Chi-Ming Liu; ZiChen Shao; XuZhou Chen; HanWu Chen; MengQiao Su; ZiWen Zhang; ZhengPing Wu; Peng Zhang; LiJie An; YinJie Jiang; Ai-Jun Ouyang

doi:10.1016/j.jsps.2023.05.004

Neferine attenuates development of testosterone-induced benign prostatic hyperplasia in mice by regulating androgen and TGF-β/Smad signaling pathways

Saudi Pharm J. 2023 Jul;31(7):1219-1228. doi: 10.1016/j.jsps.2023.05.004. Epub 2023 May 11.

Authors

Chi-Ming Liu¹, ZiChen Shao^{1

2}, XuZhou Chen¹, HanWu Chen¹, MengQiao Su^{1

2}, ZiWen Zhang¹, ZhengPing Wu³, Peng Zhang¹, LiJie An^{1

2}, YinJie Jiang¹, Ai-Jun Ouyang⁴

Affiliations

¹ School of Medicine, Yichun University, 576 XueFu Road, Yuanzhou District, Yichun 336000, Jiangxi Province, China.
² College of Chemistry and Bio-engineering, Yichun University, 576 XueFu Road, Yuanzhou District, Yichun 336000, Jiangxi Province, China.
³ School of Aesthetic Medicine, Yichun University, 576 XueFu Road, Yuanzhou District, Yichun 336000, Jiangxi Province, China.
⁴ Department of Pharmacy, The First Affiliated Hospital of Nanchang University, 17 Yongwaizheng Street, Nanchang 330006, Jiangxi Province, China.

Abstract

Benign prostatic hyperplasia (BPH) is a common urinary disease among the elderly, characterized by abnormal prostatic cell proliferation.
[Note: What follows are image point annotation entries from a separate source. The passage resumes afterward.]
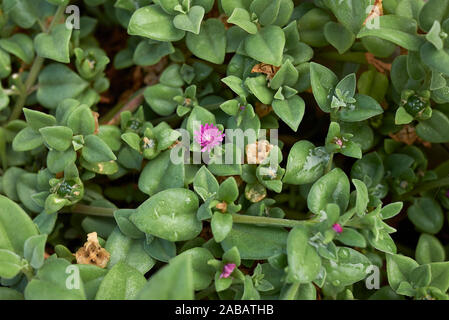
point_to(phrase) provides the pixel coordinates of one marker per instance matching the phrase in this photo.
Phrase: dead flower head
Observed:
(92, 252)
(258, 151)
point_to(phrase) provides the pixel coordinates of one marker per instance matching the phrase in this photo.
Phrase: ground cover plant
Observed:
(118, 118)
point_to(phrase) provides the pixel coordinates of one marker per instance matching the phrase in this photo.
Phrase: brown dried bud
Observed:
(222, 206)
(265, 68)
(262, 109)
(258, 151)
(92, 252)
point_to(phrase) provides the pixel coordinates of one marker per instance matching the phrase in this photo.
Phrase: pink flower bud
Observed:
(337, 228)
(227, 270)
(208, 137)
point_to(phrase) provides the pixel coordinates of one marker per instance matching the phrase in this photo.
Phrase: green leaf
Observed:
(433, 36)
(399, 269)
(152, 22)
(10, 264)
(249, 293)
(221, 224)
(54, 45)
(27, 139)
(150, 52)
(254, 242)
(323, 83)
(339, 36)
(96, 150)
(160, 98)
(291, 111)
(399, 30)
(440, 275)
(434, 58)
(81, 121)
(10, 294)
(266, 10)
(433, 10)
(429, 249)
(362, 198)
(130, 251)
(258, 87)
(57, 161)
(19, 45)
(210, 43)
(175, 281)
(390, 210)
(426, 215)
(242, 18)
(122, 217)
(34, 249)
(304, 165)
(160, 249)
(364, 108)
(373, 84)
(350, 267)
(352, 237)
(15, 226)
(267, 45)
(435, 129)
(331, 188)
(228, 190)
(203, 273)
(350, 13)
(122, 282)
(169, 215)
(191, 21)
(23, 12)
(56, 83)
(287, 75)
(205, 184)
(56, 280)
(37, 119)
(304, 263)
(161, 174)
(57, 137)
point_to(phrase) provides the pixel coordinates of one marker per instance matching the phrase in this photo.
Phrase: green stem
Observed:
(443, 182)
(113, 116)
(28, 272)
(34, 72)
(206, 292)
(355, 57)
(245, 219)
(329, 163)
(92, 211)
(236, 218)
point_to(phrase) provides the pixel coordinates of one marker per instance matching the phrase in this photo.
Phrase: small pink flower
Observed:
(208, 137)
(227, 270)
(337, 228)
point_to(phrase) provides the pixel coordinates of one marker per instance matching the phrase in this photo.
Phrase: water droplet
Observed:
(343, 253)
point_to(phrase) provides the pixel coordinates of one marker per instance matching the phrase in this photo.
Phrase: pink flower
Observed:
(339, 143)
(227, 270)
(208, 137)
(337, 228)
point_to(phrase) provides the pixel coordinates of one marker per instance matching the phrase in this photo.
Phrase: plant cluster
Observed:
(350, 202)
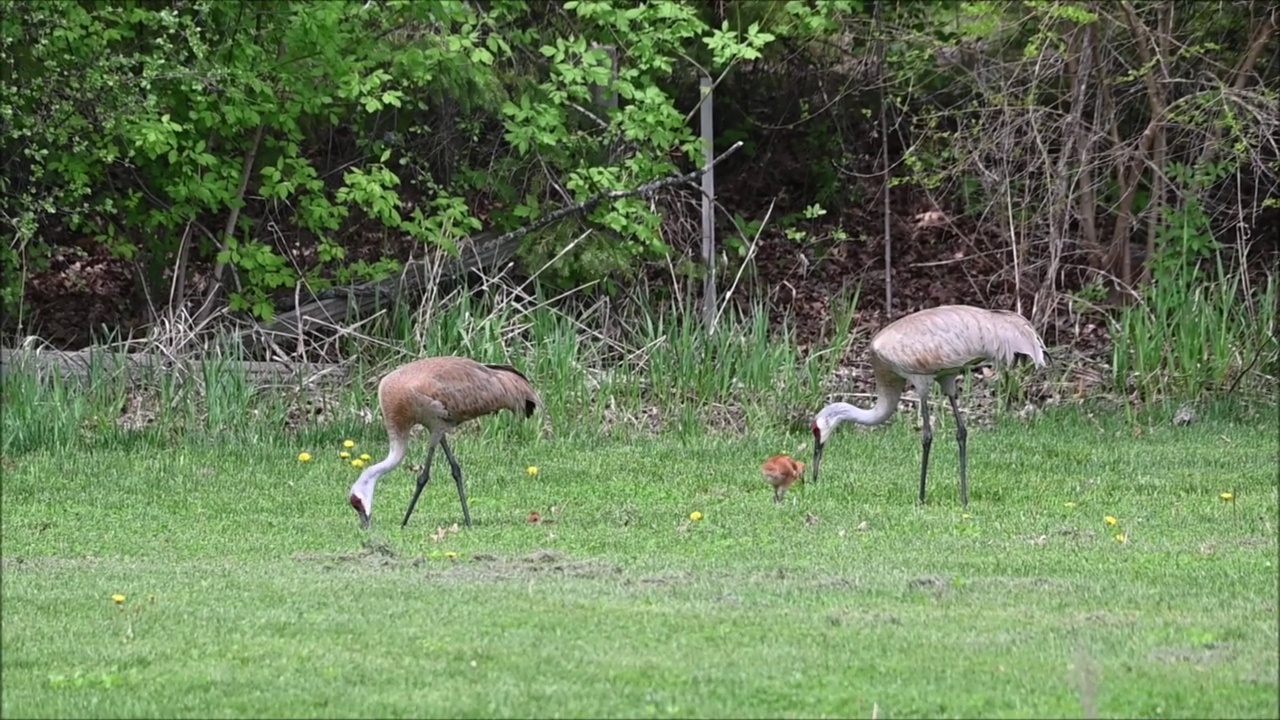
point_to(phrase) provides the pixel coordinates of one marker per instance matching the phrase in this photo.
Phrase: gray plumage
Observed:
(935, 345)
(439, 393)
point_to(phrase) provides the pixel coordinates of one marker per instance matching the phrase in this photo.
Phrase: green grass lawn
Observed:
(252, 592)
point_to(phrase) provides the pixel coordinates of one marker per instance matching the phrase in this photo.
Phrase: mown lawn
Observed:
(250, 589)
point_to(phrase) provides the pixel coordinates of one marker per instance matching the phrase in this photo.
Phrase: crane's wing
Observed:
(954, 336)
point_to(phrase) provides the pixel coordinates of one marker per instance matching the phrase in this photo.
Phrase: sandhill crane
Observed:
(932, 345)
(438, 393)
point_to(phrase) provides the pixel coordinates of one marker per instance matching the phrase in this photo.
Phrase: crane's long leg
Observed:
(961, 434)
(926, 438)
(421, 482)
(457, 478)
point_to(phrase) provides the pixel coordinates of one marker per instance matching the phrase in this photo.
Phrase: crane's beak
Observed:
(360, 509)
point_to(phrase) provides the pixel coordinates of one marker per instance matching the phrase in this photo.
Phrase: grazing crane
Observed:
(438, 393)
(932, 345)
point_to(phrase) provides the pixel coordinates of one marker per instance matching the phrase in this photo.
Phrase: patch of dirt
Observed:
(929, 583)
(664, 579)
(479, 566)
(1207, 655)
(1106, 619)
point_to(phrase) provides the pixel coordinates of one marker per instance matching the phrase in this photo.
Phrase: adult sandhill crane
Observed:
(932, 345)
(438, 393)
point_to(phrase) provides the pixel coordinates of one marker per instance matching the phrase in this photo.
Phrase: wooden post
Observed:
(708, 208)
(606, 99)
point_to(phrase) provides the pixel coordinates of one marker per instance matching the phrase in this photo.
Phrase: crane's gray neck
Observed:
(364, 486)
(886, 402)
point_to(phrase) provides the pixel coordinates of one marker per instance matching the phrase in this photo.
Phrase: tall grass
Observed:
(1189, 340)
(603, 368)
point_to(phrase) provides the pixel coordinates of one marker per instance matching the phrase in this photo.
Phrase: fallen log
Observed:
(99, 364)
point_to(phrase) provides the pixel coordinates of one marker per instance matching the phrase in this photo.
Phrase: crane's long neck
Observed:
(886, 404)
(364, 486)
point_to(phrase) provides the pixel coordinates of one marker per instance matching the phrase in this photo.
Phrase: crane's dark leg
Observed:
(961, 434)
(457, 478)
(926, 440)
(421, 483)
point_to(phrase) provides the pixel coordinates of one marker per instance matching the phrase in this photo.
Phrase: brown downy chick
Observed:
(781, 472)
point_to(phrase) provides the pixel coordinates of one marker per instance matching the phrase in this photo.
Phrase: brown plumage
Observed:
(781, 472)
(439, 393)
(932, 345)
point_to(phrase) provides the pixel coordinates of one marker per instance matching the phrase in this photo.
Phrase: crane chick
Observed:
(781, 472)
(438, 393)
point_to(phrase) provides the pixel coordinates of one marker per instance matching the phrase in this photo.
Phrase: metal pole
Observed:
(708, 209)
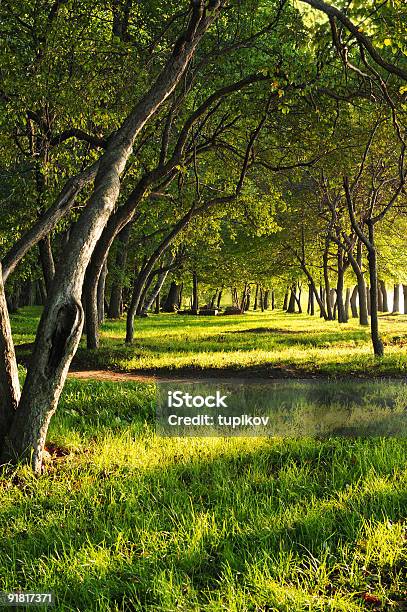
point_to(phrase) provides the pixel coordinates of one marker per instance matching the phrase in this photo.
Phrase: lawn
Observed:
(270, 344)
(122, 519)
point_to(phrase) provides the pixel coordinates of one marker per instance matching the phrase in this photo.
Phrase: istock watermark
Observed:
(294, 408)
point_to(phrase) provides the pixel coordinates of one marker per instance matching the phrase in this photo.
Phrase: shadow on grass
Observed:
(124, 536)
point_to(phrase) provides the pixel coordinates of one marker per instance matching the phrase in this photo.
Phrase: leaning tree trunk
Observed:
(155, 291)
(347, 304)
(353, 302)
(101, 293)
(61, 324)
(396, 298)
(363, 294)
(256, 297)
(329, 313)
(339, 295)
(380, 296)
(195, 299)
(311, 299)
(382, 288)
(9, 383)
(292, 301)
(115, 302)
(374, 319)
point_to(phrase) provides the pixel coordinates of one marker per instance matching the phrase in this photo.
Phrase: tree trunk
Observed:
(285, 303)
(396, 298)
(101, 293)
(9, 383)
(353, 302)
(311, 295)
(380, 297)
(256, 297)
(90, 304)
(339, 289)
(61, 324)
(384, 296)
(172, 300)
(261, 299)
(195, 299)
(155, 291)
(47, 261)
(329, 313)
(157, 304)
(374, 319)
(347, 304)
(291, 303)
(363, 294)
(123, 237)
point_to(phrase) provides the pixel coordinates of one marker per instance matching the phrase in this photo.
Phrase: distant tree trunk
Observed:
(256, 297)
(285, 304)
(374, 320)
(42, 291)
(321, 303)
(47, 261)
(155, 291)
(334, 303)
(298, 298)
(244, 297)
(195, 299)
(329, 313)
(248, 298)
(140, 312)
(311, 301)
(9, 383)
(291, 303)
(347, 304)
(114, 311)
(262, 299)
(380, 297)
(181, 289)
(353, 304)
(356, 263)
(384, 295)
(172, 300)
(60, 327)
(339, 288)
(396, 298)
(157, 304)
(101, 293)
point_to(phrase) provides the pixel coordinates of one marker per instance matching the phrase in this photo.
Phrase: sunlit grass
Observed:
(122, 519)
(259, 343)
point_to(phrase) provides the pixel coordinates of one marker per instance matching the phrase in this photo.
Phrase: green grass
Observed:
(259, 344)
(122, 519)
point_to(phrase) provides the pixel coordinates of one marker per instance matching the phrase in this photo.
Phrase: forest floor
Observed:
(266, 345)
(123, 519)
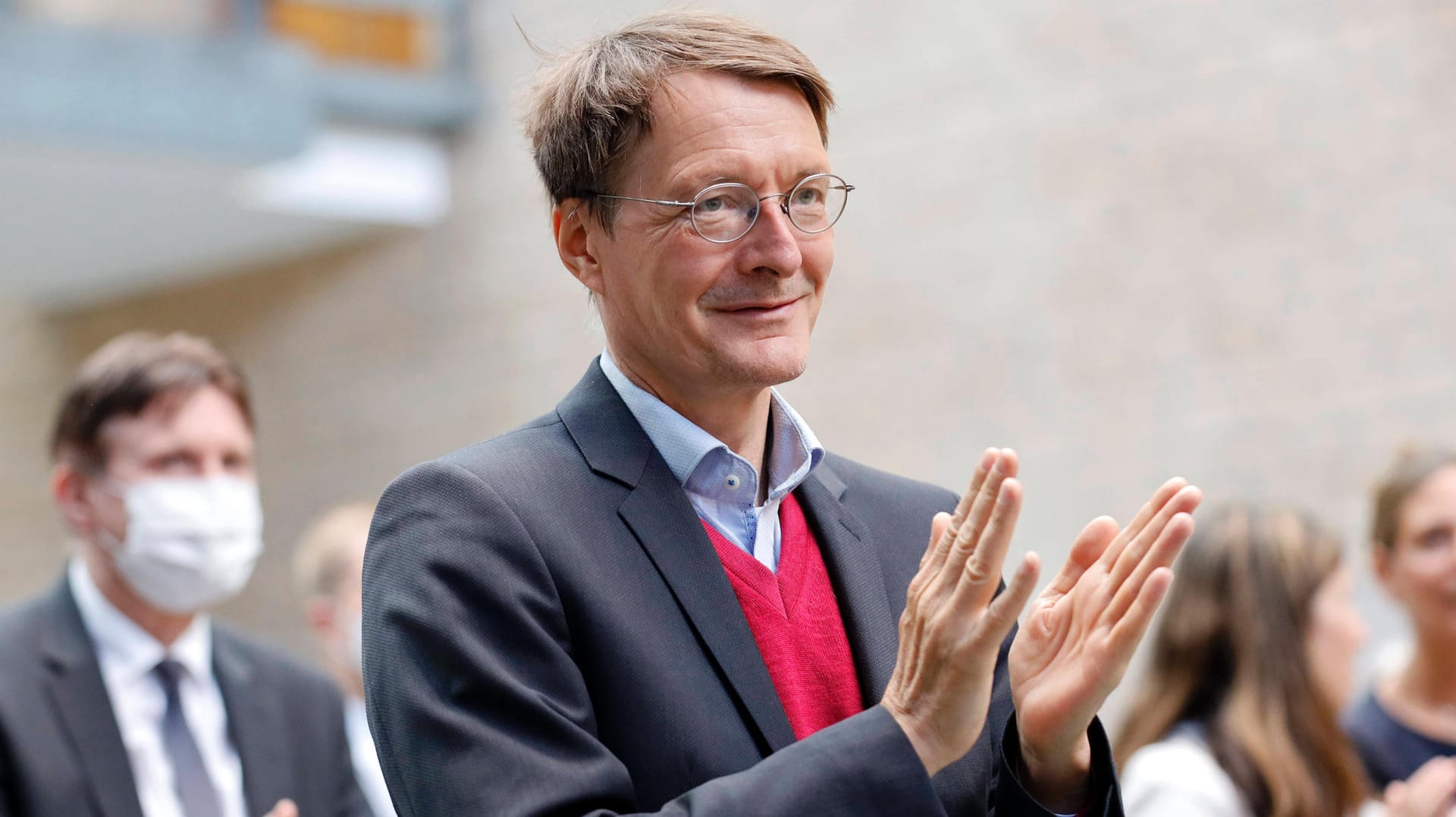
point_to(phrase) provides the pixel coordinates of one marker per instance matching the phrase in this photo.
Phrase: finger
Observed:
(1128, 633)
(1145, 514)
(968, 536)
(1090, 545)
(940, 546)
(1161, 555)
(1006, 608)
(1184, 501)
(982, 574)
(938, 526)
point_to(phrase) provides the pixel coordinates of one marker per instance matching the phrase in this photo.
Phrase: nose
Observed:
(772, 244)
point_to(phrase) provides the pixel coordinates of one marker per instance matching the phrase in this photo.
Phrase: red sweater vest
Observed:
(794, 617)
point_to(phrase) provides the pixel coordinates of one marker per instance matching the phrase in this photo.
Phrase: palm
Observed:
(1082, 631)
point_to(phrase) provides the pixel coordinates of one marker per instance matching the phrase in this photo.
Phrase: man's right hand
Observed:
(954, 622)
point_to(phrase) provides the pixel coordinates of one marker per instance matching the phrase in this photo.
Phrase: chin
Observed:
(766, 364)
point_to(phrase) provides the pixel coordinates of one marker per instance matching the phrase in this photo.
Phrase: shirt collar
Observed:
(127, 649)
(691, 452)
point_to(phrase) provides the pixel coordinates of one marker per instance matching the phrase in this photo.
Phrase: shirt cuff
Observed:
(1103, 794)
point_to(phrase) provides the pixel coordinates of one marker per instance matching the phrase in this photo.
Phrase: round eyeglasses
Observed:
(726, 213)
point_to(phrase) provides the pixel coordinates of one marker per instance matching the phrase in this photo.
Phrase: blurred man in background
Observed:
(118, 693)
(327, 568)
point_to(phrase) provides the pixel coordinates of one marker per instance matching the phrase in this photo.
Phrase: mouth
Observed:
(762, 309)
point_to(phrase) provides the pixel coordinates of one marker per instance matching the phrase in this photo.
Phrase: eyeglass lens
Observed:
(724, 213)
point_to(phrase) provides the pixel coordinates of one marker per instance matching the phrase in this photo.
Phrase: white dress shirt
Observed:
(366, 762)
(127, 655)
(721, 485)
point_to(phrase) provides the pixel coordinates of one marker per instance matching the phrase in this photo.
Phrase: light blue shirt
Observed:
(721, 485)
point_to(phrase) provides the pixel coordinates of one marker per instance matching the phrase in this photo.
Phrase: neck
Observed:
(1430, 677)
(739, 418)
(162, 625)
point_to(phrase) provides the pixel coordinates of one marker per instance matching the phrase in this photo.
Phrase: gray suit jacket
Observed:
(61, 752)
(549, 631)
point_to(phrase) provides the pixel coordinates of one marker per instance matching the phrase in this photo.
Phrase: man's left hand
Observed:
(1081, 634)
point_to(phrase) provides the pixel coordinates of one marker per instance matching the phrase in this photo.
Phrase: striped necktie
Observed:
(190, 777)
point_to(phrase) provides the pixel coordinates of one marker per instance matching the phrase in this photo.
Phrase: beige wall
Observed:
(1131, 239)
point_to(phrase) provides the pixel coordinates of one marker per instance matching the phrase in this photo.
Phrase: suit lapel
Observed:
(663, 520)
(256, 724)
(85, 708)
(854, 568)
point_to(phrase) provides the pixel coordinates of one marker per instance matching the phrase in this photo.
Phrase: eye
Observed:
(1436, 538)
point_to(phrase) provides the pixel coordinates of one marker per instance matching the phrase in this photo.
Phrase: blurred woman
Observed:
(1253, 660)
(1410, 717)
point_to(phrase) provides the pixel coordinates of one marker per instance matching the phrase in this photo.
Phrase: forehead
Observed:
(200, 418)
(1433, 501)
(714, 126)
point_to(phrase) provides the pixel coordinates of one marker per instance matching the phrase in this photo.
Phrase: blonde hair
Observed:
(322, 560)
(593, 104)
(1229, 654)
(1411, 468)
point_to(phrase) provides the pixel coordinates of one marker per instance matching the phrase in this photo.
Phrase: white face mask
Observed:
(191, 542)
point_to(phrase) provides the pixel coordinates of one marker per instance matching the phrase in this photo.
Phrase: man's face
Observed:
(201, 433)
(688, 315)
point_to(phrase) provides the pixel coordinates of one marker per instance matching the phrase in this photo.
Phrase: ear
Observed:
(574, 234)
(321, 614)
(69, 490)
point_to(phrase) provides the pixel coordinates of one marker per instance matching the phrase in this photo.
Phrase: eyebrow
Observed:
(699, 184)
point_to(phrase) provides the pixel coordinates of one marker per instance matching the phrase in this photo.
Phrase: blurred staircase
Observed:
(152, 142)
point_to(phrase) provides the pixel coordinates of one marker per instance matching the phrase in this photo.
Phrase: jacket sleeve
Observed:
(1104, 799)
(478, 708)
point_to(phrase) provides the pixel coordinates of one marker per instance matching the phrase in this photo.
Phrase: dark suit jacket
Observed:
(549, 631)
(61, 752)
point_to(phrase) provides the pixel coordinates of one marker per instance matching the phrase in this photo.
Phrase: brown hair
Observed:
(593, 104)
(321, 562)
(124, 378)
(1411, 468)
(1229, 654)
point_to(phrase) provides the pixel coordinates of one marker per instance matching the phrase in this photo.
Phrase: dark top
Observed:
(1389, 749)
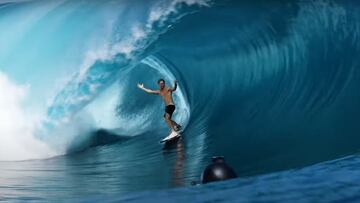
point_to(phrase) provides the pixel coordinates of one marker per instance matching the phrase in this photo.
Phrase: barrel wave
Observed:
(270, 85)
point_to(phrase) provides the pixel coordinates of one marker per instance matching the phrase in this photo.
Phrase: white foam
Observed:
(17, 126)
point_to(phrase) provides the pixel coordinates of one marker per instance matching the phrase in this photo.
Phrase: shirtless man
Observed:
(166, 94)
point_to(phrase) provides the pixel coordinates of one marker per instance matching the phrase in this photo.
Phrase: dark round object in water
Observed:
(218, 170)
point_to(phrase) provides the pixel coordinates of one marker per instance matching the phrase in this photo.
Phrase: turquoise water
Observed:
(272, 86)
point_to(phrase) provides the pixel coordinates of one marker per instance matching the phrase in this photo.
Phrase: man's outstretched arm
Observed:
(141, 86)
(175, 86)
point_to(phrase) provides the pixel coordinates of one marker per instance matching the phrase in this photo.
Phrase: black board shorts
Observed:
(169, 109)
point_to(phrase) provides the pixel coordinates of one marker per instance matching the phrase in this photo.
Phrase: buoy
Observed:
(218, 170)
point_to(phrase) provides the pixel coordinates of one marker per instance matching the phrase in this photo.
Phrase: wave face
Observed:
(271, 85)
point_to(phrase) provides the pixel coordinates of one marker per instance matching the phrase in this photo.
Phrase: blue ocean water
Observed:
(270, 85)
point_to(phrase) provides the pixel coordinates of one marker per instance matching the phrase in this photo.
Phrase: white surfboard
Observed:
(172, 136)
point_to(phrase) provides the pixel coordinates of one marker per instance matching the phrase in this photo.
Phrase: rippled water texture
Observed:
(270, 85)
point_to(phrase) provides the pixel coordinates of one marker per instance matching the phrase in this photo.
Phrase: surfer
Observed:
(166, 94)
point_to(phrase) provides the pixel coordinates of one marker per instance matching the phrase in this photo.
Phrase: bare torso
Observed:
(166, 94)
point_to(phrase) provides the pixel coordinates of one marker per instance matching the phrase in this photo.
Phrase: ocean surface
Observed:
(273, 86)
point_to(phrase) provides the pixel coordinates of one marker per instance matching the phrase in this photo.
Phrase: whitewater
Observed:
(270, 85)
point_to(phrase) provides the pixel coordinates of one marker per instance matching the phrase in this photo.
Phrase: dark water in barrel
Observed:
(271, 85)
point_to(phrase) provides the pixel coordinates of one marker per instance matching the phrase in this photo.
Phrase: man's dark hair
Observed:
(161, 80)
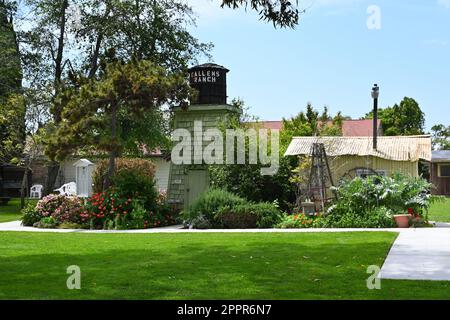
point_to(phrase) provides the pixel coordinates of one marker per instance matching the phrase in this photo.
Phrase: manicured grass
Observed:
(440, 211)
(202, 266)
(11, 212)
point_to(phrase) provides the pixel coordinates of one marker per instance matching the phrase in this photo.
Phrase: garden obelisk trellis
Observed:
(320, 178)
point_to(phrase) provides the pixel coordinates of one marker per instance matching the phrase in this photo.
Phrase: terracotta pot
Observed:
(402, 220)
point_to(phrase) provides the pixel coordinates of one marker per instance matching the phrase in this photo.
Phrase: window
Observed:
(444, 170)
(364, 173)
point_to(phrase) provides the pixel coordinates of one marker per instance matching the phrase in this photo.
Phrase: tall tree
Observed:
(404, 119)
(12, 109)
(71, 40)
(282, 13)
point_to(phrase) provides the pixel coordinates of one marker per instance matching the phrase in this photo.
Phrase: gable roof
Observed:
(398, 148)
(359, 128)
(350, 128)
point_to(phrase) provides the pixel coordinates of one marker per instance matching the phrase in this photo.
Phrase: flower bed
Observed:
(371, 203)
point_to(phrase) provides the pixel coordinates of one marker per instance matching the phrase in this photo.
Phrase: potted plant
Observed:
(402, 220)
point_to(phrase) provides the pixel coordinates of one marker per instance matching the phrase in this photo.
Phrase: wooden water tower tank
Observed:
(210, 80)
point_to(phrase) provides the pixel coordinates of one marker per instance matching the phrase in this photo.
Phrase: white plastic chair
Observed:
(36, 191)
(68, 189)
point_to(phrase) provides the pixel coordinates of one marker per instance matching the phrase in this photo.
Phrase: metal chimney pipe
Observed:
(375, 95)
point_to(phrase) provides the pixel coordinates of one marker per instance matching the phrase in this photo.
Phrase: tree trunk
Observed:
(50, 180)
(59, 60)
(23, 187)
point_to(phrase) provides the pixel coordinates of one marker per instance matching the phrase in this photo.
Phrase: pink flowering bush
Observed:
(69, 211)
(48, 205)
(61, 209)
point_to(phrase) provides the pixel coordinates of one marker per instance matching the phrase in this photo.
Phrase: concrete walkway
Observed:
(417, 254)
(16, 226)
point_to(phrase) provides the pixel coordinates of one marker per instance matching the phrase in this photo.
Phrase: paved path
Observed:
(417, 254)
(16, 226)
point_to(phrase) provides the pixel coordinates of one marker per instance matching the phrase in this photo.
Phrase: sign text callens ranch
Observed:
(204, 76)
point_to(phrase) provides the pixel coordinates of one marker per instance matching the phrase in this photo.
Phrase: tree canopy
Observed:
(282, 13)
(401, 119)
(100, 114)
(12, 107)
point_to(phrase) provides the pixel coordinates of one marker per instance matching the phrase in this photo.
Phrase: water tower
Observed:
(187, 182)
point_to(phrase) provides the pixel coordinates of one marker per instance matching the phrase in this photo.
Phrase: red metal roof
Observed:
(350, 128)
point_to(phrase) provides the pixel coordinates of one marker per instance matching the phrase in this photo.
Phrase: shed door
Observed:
(198, 182)
(82, 186)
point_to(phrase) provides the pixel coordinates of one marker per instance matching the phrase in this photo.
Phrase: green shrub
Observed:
(47, 205)
(218, 208)
(46, 223)
(145, 167)
(247, 182)
(208, 205)
(131, 183)
(375, 218)
(30, 215)
(61, 209)
(111, 210)
(359, 198)
(300, 221)
(249, 215)
(69, 211)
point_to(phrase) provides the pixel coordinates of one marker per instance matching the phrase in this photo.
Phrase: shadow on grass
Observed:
(218, 266)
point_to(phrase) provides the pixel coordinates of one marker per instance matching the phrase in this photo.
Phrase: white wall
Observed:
(162, 169)
(162, 173)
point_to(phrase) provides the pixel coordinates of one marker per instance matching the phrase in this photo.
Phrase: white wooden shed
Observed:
(83, 175)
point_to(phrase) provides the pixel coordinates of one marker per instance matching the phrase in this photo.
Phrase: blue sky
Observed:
(332, 58)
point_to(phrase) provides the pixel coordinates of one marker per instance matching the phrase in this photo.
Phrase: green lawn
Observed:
(202, 266)
(11, 212)
(440, 211)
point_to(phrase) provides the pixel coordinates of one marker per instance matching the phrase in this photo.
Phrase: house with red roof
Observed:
(350, 128)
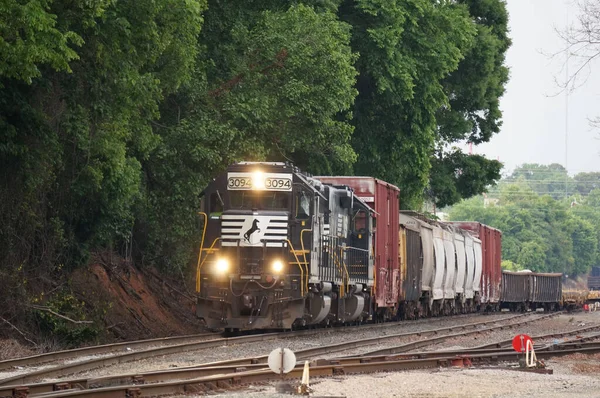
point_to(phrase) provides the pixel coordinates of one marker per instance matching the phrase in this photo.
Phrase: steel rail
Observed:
(95, 350)
(503, 343)
(108, 348)
(201, 384)
(420, 343)
(177, 348)
(235, 363)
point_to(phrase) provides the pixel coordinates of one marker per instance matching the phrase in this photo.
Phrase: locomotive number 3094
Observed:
(269, 183)
(278, 183)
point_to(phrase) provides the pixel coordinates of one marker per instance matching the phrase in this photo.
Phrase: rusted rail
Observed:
(254, 362)
(344, 366)
(99, 349)
(63, 370)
Neferine is a dibenzyl isoquinoline alkaloid extracted from Nelumbo nucifera and has antioxidant, anti-inflammatory and anti-prostate cancer effects. The beneficial therapeutic effects and mechanism of action of neferine in BPH remain unclear. A mouse model of BPH was generated by subcutaneous injection of 7.5 mg/kg testosterone propionate (TP) and 2 or 5 mg/kg neferine was given orally for 14 or 28 days. Pathological and morphological characteristics were evaluated. Prostate weight, prostate index (prostate/body weight ratio), expression of type Ⅱ 5α-reductase, androgen receptor (AR) and prostate specific antigen were all decreased in prostate tissue of BPH mice after administration of neferine. Neferine also downregulated the expression of pro-caspase-3, uncleaved PARP, TGF-β1, TGF-β receptor Ⅱ (TGFBR2), p-Smad2/3, N-cadherin and vimentin. Expression of E-cadherin, cleaved PARP and cleaved caspase-3 was increased by neferine treatment. 1-100 μM neferine with 1 μM testosterone or 10 nM TGF-β1 were added to the culture medium of the normal human prostate stroma cell line, WPMY-1, for 24 h or 48 h. Neferine inhibited cell growth and production of reactive oxygen species (ROS) in testosterone-treated WPMY-1 cells and regulated the expression of androgen signaling pathway proteins and those related to epithelial-mesenchymal transition (EMT). Moreover, TGF-β1, TGFBR2 and p-Smad2/3, N-cadherin and vimentin expression were increased but E-cadherin was decreased after 24 h TGF-β1 treatment in WPMY-1 cells. Neferine reversed the effects of TGF-β1 treatment in WPMY-1 cells. Neferine appeared to suppress prostate growth by regulating the EMT, AR and TGF-β/Smad signaling pathways in the prostate and is suggested as a potential agent for BPH treatment.

Keywords: Androgen receptor (AR); Apoptosis; Benign prostatic hyperplasia (BPH); Epithelial-mesenchymal transition (EMT); Neferine; TGF-β/Smad.